Run In Colab  View in Github

Pathway: a survival guide

Must-read for both first-timers and veterans alike, this guide gathers the most commonly used basic elements of Pathway.

While the Pathway programming framework comes with advanced functionalities such as classifiers or fuzzy-joins, it is essential to master the basic operations at the core of the framework. As part of this survival guide, we are going to walk through the following topics:

If you want more information you can see our complete API docs or some of our tutorials.
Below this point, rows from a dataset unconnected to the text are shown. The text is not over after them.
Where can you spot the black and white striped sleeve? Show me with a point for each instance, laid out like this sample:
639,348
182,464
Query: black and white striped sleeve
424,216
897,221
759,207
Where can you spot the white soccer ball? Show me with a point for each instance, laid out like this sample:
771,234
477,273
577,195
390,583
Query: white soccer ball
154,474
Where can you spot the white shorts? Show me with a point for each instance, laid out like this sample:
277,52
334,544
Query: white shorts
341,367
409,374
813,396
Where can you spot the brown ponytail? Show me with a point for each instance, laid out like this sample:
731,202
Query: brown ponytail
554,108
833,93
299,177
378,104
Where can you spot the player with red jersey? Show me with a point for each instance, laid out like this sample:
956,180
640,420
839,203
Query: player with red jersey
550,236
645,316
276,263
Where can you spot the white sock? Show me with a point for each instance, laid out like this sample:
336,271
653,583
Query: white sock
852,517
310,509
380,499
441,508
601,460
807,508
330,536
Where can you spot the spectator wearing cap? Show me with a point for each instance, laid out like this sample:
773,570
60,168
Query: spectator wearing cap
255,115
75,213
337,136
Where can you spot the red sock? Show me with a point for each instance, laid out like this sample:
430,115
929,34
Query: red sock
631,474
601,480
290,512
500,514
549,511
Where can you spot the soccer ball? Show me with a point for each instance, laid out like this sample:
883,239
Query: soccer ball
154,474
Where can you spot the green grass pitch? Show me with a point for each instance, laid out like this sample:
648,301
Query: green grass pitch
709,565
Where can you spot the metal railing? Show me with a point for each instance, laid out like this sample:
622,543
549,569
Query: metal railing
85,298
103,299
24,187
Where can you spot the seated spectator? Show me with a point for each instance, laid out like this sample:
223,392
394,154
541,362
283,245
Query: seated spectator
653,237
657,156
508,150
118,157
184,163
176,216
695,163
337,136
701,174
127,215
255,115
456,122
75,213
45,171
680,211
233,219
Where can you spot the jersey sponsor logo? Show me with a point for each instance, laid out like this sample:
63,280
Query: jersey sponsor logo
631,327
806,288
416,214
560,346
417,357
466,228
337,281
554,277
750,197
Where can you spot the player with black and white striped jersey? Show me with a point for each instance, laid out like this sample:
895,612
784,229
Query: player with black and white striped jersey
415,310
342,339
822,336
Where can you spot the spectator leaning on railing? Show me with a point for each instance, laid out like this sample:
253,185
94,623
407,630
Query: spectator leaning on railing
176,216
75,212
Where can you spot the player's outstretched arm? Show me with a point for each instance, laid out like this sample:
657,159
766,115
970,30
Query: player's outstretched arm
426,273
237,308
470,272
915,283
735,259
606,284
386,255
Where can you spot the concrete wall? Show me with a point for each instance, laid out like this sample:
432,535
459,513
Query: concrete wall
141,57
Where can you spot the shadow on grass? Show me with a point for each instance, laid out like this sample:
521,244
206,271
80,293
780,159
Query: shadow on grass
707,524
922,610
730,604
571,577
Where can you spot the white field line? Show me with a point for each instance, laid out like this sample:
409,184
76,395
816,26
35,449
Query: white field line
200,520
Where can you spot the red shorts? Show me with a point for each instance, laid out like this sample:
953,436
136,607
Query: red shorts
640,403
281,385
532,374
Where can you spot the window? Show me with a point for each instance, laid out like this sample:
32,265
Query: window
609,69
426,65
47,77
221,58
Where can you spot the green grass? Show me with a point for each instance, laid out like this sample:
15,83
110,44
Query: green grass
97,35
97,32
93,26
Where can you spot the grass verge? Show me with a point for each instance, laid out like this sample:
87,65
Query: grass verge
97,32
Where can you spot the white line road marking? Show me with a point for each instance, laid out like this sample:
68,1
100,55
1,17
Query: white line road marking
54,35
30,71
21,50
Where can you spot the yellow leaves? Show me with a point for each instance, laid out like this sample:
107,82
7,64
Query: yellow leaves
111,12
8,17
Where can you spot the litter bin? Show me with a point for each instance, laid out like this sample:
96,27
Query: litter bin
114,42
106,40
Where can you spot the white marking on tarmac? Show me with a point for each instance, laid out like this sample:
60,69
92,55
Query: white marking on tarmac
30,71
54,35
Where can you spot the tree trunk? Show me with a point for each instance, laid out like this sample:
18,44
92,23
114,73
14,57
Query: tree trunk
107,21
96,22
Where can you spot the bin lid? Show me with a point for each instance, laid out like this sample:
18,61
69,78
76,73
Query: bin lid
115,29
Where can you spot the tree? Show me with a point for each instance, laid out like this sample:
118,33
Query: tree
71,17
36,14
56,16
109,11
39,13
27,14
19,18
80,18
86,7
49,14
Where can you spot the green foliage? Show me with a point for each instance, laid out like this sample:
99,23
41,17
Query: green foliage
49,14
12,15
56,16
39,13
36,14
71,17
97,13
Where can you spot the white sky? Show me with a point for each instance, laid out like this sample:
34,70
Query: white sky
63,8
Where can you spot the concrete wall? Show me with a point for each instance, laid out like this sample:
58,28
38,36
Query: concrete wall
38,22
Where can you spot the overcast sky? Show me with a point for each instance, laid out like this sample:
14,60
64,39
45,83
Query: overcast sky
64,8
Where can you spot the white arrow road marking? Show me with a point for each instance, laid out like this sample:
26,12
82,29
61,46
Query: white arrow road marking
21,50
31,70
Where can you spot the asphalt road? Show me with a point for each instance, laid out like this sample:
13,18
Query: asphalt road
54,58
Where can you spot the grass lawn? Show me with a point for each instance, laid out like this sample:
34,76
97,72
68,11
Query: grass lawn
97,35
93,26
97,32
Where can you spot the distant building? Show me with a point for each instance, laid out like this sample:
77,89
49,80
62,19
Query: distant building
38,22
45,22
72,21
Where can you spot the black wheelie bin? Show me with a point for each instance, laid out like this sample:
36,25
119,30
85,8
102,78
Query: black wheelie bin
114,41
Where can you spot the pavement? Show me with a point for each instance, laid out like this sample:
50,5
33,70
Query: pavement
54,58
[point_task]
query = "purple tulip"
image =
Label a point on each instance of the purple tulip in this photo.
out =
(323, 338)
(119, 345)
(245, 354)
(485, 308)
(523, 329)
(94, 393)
Streaming and static modes

The first thing to keep in mind is that Pathway is made for streaming data. In this streaming mode, Pathway assumes unbounded incoming updates. To process the incoming data, Pathway maintains a computation graph. This mode requires input connectors listening to streaming data sources. The computation runs indefinitely until the process is killed: the computation starts with pw.run() and everything afterwards is unreachable code.

However, the streaming mode may not be the most convenient when testing or debugging. For that purpose, Pathway provides a static mode in which static data may be attached to the connectors. In that mode, finite and static data can be loaded, e.g. from a table written in a static csv file or from a markdown table.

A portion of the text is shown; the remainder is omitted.